Allahu Teâlâ “إِنَّمَا الْمُؤْمِنُونَ إِخْوَةٌ Müminler ancak kardeştirler.” [Hucurat 10] buyuruyor İslam kardeşliği nasıl olacak işte Peygamber efendimiz;

لاَ يُؤْمِنُ أحَدُكُمْ حَتَّى يُحِبَّ لأخِيهِ مَا يُحِبُّ لِنَفْسِهِ

Hiçbiriniz kendisi için istediğini (mü’min) kardeşi için istemedikçe (gerçek) iman etmiş olamaz. [Buhârî, Îmân, 7; Müslim, Îmân, 71.] diyerek açıklıyor. Yani Allahu Teâlâ Kur’an’ı Kerim’de bir şey demiş, Peygamber efendimizde [ﷺ] bunu açıklamıştır mesele budur.
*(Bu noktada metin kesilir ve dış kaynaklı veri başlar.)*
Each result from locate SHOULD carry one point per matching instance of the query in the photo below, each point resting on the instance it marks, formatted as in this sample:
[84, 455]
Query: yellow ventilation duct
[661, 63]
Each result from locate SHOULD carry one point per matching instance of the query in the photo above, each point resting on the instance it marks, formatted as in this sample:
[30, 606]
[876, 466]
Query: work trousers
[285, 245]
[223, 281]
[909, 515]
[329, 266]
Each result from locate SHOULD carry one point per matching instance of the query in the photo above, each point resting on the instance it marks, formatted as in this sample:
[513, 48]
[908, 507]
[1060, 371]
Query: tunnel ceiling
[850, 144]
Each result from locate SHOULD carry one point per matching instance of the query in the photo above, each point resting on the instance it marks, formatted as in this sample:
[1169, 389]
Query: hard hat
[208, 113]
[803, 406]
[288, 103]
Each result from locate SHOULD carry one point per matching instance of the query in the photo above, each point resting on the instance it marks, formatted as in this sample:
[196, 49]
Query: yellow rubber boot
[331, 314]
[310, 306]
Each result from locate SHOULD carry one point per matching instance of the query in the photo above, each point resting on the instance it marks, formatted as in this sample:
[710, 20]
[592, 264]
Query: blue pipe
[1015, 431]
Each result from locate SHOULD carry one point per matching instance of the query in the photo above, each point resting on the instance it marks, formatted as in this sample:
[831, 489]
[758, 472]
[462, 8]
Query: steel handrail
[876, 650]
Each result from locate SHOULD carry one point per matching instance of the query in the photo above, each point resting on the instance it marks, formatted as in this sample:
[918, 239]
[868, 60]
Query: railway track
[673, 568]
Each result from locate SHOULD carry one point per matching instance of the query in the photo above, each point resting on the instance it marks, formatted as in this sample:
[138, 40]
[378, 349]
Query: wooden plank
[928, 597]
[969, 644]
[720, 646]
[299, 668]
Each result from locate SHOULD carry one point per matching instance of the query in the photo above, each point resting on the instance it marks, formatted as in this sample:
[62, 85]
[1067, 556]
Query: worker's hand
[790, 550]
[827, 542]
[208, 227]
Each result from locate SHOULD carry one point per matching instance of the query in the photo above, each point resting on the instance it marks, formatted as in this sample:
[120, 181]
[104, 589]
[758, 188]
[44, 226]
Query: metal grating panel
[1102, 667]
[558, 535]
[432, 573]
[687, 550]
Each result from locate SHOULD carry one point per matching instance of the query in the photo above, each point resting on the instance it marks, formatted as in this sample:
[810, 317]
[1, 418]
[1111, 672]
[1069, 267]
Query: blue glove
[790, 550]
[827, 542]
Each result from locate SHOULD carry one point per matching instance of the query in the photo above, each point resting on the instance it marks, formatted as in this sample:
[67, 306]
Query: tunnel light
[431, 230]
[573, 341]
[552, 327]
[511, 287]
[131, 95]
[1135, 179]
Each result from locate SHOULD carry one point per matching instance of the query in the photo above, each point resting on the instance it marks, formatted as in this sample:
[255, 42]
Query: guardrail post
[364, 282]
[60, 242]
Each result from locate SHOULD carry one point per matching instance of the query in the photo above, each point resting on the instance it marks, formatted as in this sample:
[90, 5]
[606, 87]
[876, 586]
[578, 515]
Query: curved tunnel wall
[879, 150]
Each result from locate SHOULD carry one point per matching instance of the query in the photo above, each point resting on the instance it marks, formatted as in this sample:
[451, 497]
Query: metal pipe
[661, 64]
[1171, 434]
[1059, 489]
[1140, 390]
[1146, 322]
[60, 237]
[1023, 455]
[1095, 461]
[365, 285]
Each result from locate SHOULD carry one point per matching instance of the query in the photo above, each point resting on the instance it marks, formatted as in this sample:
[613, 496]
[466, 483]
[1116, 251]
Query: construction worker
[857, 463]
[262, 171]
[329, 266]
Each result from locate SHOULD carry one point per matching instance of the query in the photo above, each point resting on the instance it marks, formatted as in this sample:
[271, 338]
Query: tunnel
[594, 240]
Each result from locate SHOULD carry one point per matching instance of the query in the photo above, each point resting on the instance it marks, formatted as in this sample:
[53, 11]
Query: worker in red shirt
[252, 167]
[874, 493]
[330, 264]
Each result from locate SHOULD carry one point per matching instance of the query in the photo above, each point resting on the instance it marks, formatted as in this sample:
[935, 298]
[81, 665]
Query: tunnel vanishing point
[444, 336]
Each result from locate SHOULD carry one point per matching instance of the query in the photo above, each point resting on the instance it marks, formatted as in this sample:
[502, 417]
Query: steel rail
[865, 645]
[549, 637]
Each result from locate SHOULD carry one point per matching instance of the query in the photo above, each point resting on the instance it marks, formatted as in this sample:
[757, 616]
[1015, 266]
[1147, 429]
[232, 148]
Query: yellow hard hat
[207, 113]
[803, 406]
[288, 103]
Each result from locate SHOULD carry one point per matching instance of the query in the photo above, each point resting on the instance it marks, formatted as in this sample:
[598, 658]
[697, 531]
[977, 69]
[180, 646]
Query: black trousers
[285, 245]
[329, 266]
Haşa Allahu Teâlâ Kur’an’da bir şey deyip te Peygamber efendimizde [ﷺ] ona zıt bir şey dememiştir. Kur’an’ı Kerim Allah’ın bir hikmetidir, namazın şeklini, abdesti bozan şekil detay şu an fıkıhta geçen detaylar eğer Kur’an’ı bu şekilde indirmiş olsaydı belki ciltlerle Kur’an’ı Kerim olurdu ama tamamlamasını Peygamber efendimize [ﷺ] vermişti ve şunu da demiş, kuralları da koymuştur “وَمَا يَنْطِقُ عَنِ الْهَوٰىۜ O, kendi heva ve hevesinden hiçbir şey konuşmaz.” [Necm 3] hadiste vahyin bir çeşididir hadis haşa nefsani heva-i nefs ile Peygamber efendimizin [ﷺ] konuştuğu bir şey değildir. Bizzat ona mana olarak gelen vahyin Peygamber efendimizin [ﷺ] dilinden ifadesidir.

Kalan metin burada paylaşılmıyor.